Tapi waktu berjalan. Begitupun dengan bulan, dan juga hidup. Aku kira roda hidup telah berputar terlalu ekstrim. Menjadikan bumi berubah arah seratus delapan puluh derajat. Menjadikan kita berubah menjadi pribadi yang berbeda, berkebalikan, namun tetap bertolak belakang.
Kamu mencoba berpikir masuk akal, sementara aku yang sudah lama kehilangan akal, berubah menjadi berpikir sepertimu. Dengan perasaan, dengan hati, dengan keindahan.
Bayangan pepohonan itu masih membisu. Mereka hanya dapat bergerak jika angin bertiup. Dan bulan masih terang. Sinarnya yang berwarna jingga masih ada, dan itu sangat membuatku ingin mengajakmu ke tempat ini.
Tapi mungkin kamu, di kotamu yang terlampau modern itu, sedang menikmati ribuan warna dalam layar LCD - mu. Dan tak memperhatikan bahwa bulan kali ini berwarna jingga.

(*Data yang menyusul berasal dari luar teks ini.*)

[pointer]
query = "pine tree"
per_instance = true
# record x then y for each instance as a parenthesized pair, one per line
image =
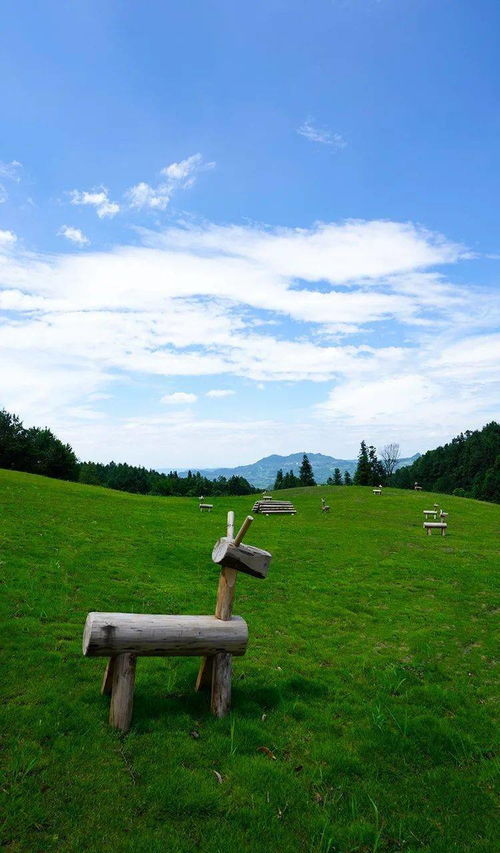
(376, 467)
(306, 475)
(363, 475)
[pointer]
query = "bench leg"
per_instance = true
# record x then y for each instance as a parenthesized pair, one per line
(107, 681)
(204, 679)
(221, 684)
(122, 695)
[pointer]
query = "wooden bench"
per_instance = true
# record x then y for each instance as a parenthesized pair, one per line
(430, 513)
(274, 507)
(435, 525)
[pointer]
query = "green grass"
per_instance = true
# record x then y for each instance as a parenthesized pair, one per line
(369, 677)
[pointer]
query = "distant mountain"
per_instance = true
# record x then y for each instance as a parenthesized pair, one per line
(262, 473)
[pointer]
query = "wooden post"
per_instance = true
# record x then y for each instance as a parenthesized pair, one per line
(222, 663)
(122, 696)
(212, 674)
(107, 681)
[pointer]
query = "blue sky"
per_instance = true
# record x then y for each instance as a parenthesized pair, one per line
(232, 229)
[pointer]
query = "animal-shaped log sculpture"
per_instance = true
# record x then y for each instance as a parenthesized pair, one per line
(123, 637)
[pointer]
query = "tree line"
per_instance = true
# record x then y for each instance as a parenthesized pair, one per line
(38, 451)
(469, 466)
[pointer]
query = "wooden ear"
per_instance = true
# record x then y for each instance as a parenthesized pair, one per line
(242, 558)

Bulan di kotamu mungkin sudah tergusur dengan kelap - kelip lampu penerangan jalan dan gemerlap lampu hias yang membuat kamu, serta semua orang di kotamu menjadi mendadak buta untuk melihat kearah bulan. Membuatmu dan seluruh orang di kotamu, menjadi mendadak lupa, walaupun hanya untuk sekedar menyadari bahwa ada bayangan yang terpantul di tempat berpijak yang bisa mengingatkanmu dan semua orang di kotamu yang sudah terlanjur mati rasa itu, tentang Bulan.
***
Semilir angin berhembus. Dan bayangan itu meliuk - liuk ke kanan dan ke kiri mengikuti hembusan angin. Bayangan itu masih ada, begitupun dengan bulan. Dan aku.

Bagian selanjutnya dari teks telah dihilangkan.